Dalam tulisan ini, penulis merumuskan dua faktor utama meliputi faktor historis
museum yang kompleks dan faktor fasilitas serta kelengkapan koleksi yang
tersimpan di dalam museum yang dihimpun dari kunjungan penulis ke Museum Sonobudoyo
I pada tanggal 23 Oktober 2014. Harapannya, faktor-faktor inilah yang
seyogyanya menjadi acuan bagi siapapun untuk mengunjungi Museum Sonobudoyo I.
Latar
Historis yang Kompleks di balik Berdirinya Museum Sonobudoyo I
Siapa yang menyangka bahwa berdirinya Museum
Sonobudoyo I terdapat kaitan yang sangat kuat terhadap kondisi politik kolonial
Belanda pada waktu itu, yaitu sejalan dengan diberlakukannya Politik Etik, maka
perkembangan sosial budaya di Yogyakarta pada khususnya berkembang dengan
pesat, salah satunya dengan munculnya sebuah gagasan untuk mendirikan sebuah
museum yang akan menyimpan benda-benda berunsur etnografis maupun arkeologis.

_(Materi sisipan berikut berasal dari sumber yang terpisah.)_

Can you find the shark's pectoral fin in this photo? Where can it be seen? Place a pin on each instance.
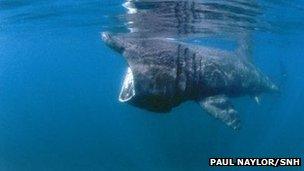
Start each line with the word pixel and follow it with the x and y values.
pixel 221 108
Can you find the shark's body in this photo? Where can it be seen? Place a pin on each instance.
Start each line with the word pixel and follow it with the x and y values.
pixel 164 73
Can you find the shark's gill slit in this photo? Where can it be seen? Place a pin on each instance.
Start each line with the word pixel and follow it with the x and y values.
pixel 127 91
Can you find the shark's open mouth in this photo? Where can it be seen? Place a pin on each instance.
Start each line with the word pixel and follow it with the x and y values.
pixel 127 91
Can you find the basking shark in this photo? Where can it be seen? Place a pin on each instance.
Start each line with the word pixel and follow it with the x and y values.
pixel 163 73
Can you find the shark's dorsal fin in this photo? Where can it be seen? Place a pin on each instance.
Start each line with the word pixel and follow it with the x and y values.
pixel 220 107
pixel 127 90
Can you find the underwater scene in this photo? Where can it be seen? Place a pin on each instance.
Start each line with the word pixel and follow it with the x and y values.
pixel 150 84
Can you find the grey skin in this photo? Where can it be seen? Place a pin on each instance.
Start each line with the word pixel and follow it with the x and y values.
pixel 163 73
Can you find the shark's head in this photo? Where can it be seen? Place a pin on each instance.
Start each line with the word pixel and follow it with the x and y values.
pixel 145 85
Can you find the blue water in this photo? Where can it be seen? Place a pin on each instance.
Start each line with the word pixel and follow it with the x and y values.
pixel 59 86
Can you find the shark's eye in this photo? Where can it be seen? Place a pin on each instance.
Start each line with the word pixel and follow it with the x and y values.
pixel 127 91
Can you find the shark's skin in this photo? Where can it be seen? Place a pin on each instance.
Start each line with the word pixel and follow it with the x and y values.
pixel 166 73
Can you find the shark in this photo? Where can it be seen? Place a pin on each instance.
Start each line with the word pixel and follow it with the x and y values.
pixel 163 73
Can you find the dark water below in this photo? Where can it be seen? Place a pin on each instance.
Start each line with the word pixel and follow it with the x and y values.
pixel 59 85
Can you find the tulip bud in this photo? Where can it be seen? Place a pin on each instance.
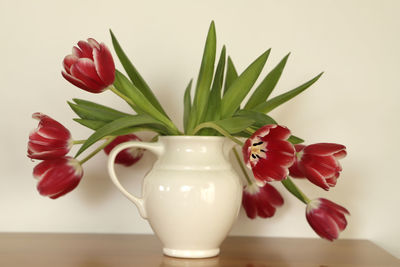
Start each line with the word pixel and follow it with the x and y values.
pixel 127 156
pixel 268 153
pixel 90 66
pixel 319 163
pixel 326 218
pixel 261 201
pixel 57 177
pixel 49 140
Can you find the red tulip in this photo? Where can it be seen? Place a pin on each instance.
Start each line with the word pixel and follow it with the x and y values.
pixel 90 66
pixel 261 201
pixel 57 177
pixel 268 153
pixel 50 139
pixel 127 156
pixel 326 218
pixel 319 163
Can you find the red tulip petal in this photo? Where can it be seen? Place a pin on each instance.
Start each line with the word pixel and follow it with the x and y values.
pixel 77 52
pixel 40 170
pixel 246 152
pixel 323 225
pixel 299 147
pixel 333 205
pixel 85 71
pixel 281 146
pixel 267 171
pixel 68 62
pixel 341 154
pixel 87 50
pixel 315 177
pixel 104 64
pixel 262 131
pixel 324 149
pixel 69 188
pixel 61 174
pixel 326 166
pixel 75 81
pixel 273 195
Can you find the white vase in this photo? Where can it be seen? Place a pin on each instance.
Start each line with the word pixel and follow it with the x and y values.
pixel 191 197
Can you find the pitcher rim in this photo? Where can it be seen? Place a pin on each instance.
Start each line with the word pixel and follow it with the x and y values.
pixel 188 137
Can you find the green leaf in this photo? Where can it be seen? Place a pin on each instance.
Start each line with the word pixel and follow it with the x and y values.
pixel 235 124
pixel 104 110
pixel 230 76
pixel 260 119
pixel 241 86
pixel 279 100
pixel 90 114
pixel 204 79
pixel 295 140
pixel 135 76
pixel 213 111
pixel 265 88
pixel 187 105
pixel 141 101
pixel 114 126
pixel 91 124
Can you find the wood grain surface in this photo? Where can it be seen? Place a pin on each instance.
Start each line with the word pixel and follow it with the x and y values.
pixel 109 250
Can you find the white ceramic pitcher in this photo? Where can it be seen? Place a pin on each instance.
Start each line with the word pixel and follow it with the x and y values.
pixel 191 197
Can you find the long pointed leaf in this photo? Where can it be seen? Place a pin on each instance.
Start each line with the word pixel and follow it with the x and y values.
pixel 95 125
pixel 280 99
pixel 87 113
pixel 261 119
pixel 241 86
pixel 213 111
pixel 135 76
pixel 214 100
pixel 204 79
pixel 235 124
pixel 100 108
pixel 187 105
pixel 141 101
pixel 231 75
pixel 91 124
pixel 111 127
pixel 265 88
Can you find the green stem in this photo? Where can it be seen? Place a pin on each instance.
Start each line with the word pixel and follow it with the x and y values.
pixel 97 150
pixel 239 160
pixel 249 130
pixel 219 129
pixel 292 188
pixel 169 123
pixel 77 142
pixel 124 97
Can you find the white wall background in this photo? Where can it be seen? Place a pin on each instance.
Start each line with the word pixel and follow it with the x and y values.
pixel 356 43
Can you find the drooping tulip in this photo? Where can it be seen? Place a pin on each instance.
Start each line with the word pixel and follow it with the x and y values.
pixel 268 153
pixel 326 218
pixel 49 140
pixel 127 156
pixel 57 177
pixel 319 163
pixel 261 201
pixel 90 66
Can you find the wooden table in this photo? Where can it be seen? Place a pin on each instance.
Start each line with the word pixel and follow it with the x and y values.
pixel 99 250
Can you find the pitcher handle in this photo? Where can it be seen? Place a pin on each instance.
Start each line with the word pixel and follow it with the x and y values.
pixel 156 148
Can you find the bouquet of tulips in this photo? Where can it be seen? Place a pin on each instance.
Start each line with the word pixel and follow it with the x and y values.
pixel 269 150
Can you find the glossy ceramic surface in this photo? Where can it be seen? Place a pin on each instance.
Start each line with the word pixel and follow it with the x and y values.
pixel 191 197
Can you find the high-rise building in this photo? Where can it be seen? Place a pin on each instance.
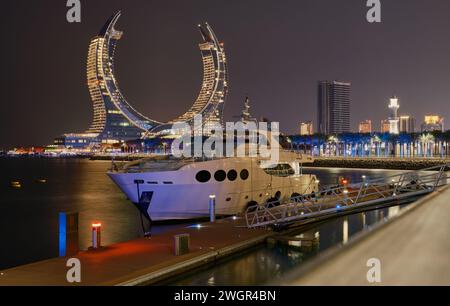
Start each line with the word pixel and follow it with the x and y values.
pixel 407 124
pixel 433 123
pixel 365 127
pixel 116 121
pixel 393 116
pixel 333 107
pixel 385 126
pixel 306 128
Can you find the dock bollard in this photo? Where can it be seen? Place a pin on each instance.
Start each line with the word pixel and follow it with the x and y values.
pixel 96 235
pixel 182 244
pixel 68 234
pixel 212 208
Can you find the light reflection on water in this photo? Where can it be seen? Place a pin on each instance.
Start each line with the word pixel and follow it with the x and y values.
pixel 28 218
pixel 268 263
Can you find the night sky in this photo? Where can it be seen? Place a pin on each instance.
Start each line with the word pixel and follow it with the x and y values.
pixel 277 51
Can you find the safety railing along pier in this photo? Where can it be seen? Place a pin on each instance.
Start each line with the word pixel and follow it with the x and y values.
pixel 368 192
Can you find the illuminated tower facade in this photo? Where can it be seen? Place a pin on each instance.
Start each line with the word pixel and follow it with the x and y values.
pixel 211 99
pixel 116 121
pixel 333 108
pixel 114 118
pixel 393 117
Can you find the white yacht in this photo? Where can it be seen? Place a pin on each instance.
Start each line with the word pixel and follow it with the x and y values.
pixel 168 188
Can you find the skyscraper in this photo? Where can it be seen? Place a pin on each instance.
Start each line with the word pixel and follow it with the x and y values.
pixel 385 126
pixel 306 128
pixel 365 127
pixel 393 116
pixel 433 123
pixel 407 124
pixel 114 118
pixel 333 107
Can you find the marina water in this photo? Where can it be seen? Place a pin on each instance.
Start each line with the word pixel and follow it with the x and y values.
pixel 29 214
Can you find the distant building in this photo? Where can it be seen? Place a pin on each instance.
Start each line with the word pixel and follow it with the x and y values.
pixel 385 126
pixel 365 127
pixel 333 107
pixel 393 117
pixel 433 123
pixel 306 128
pixel 407 124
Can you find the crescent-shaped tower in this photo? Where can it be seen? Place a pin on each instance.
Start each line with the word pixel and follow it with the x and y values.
pixel 116 121
pixel 114 117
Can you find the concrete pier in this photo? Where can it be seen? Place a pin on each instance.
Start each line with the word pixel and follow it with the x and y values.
pixel 413 249
pixel 142 261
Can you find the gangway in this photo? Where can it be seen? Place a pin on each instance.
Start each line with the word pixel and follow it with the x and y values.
pixel 345 198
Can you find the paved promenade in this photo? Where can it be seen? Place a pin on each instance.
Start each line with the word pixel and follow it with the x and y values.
pixel 141 261
pixel 413 250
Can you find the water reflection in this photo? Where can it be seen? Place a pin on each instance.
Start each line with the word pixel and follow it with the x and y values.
pixel 270 262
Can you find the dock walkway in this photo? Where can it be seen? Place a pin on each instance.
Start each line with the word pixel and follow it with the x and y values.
pixel 142 261
pixel 413 250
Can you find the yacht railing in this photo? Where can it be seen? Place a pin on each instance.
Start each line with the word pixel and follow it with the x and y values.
pixel 369 192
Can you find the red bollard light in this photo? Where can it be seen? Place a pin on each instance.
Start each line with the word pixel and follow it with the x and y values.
pixel 96 235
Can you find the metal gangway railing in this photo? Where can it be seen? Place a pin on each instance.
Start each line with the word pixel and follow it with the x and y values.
pixel 369 192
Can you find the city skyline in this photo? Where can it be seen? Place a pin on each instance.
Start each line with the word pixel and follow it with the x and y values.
pixel 374 57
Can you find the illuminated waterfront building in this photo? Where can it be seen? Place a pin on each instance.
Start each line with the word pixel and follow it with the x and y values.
pixel 407 124
pixel 433 123
pixel 365 127
pixel 116 121
pixel 306 128
pixel 333 107
pixel 385 126
pixel 393 117
pixel 211 99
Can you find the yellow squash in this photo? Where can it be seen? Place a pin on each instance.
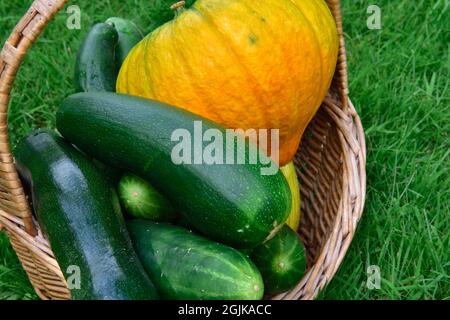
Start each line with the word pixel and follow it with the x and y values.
pixel 243 63
pixel 291 177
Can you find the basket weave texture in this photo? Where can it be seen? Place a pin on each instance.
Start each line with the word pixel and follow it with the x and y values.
pixel 330 165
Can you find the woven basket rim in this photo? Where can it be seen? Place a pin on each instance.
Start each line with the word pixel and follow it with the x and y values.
pixel 34 251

Gagasan ini dicetuskan dari sebuah kongres yang diinisiasi oleh Java Institut
pada tahun 1931, sebuah organisasi yang bergerak pada bidang kebudayaan Jawa,
Madura, Bali, dan Lombok. Seiring waktu berjalan, seorang arsitek asal Belanda,
Thomas H. Karsten, tertarik untuk men-design
bentuk bangunan museum dan menyandingkan pemikiran rasionalnya dengan
kebudayaan khas Jawa. Dua tahun berselang, bangunan museum mulai dibangun di
atas lahan yang dihadiahi oleh Sri Sultan Hamengkubuwono VIII yang berada di
utara Keraton Yogyakarta. Pada tahun 1934, beliau pula yang meresmikan museum
ini serta memberi nama ‘Sonobudoyo’ yang memiliki arti sono: tempat; budoyo;
budaya – tempat budaya. Dengan latar historis yang cukup panjang dan kompleks,
tak heran bahwa siapapun yang berkesempatan menginjakkan kaki ke Museum
Sonobudoyo I sangatlah beruntung karena dapat menjadi saksi hidup akan sebuah
peninggalan eksplisit dari jejak sejarah Indonesia.
Fasilitas
yang Mendukung serta Koleksi yang Sangat Lengkap
Ketika pertama kali memasuki area Museum Sonobudoyo
I, ciri khas kebudayaan Jawa dan Yogykarta serta kuatnya pancaran historis
Tanah Air sudah dapat terlihat terpancar dari bentuk pintu gerbang yang bernama
Kuncungi dan deretan
prasasti-prasasti yang berjajar di halaman timur Museum Sonobudoyo I. Setelah
melewati pintu gerbang, pengunjung akan dilambungkan kembali oleh nuansa khas
Yogyakarta dengan disambut oleh sebuah pendhopo berbentuk joglo yang sangat
cantik menjulang tinggi dengan atap yang sangat tinggi. Bangunan joglo ini
dipercantik dengan dinding kaca yang memiliki ukiran-ukiran Jawa mengitari ¾ wilayah
joglo, tentunya menambah kesan mewah bagi pendhopo ini. Memasuki pendhopo,
sentoran Air Conditioner serta
semerbak pewangi ruangan memanjakan pengunjung yang datang di siang yang terik,
tak lupa juga mereka akan langsung disambut oleh petugas dengan ramah untuk
membayar tiket masuk sebesar Rp. 3.000,00 per orang dan ditawarkan pilihan
untuk menyewa seorang guide atau
tidak. Setelah itu, para pengunjung disuguhi pelataran yang cukup luas di sisi
kanan pendhopo di mana terdapat alat-alat gamelan yang sangat lengkap yang
biasa digunakan untuk pagelaran kesenian jawa maupun wayang.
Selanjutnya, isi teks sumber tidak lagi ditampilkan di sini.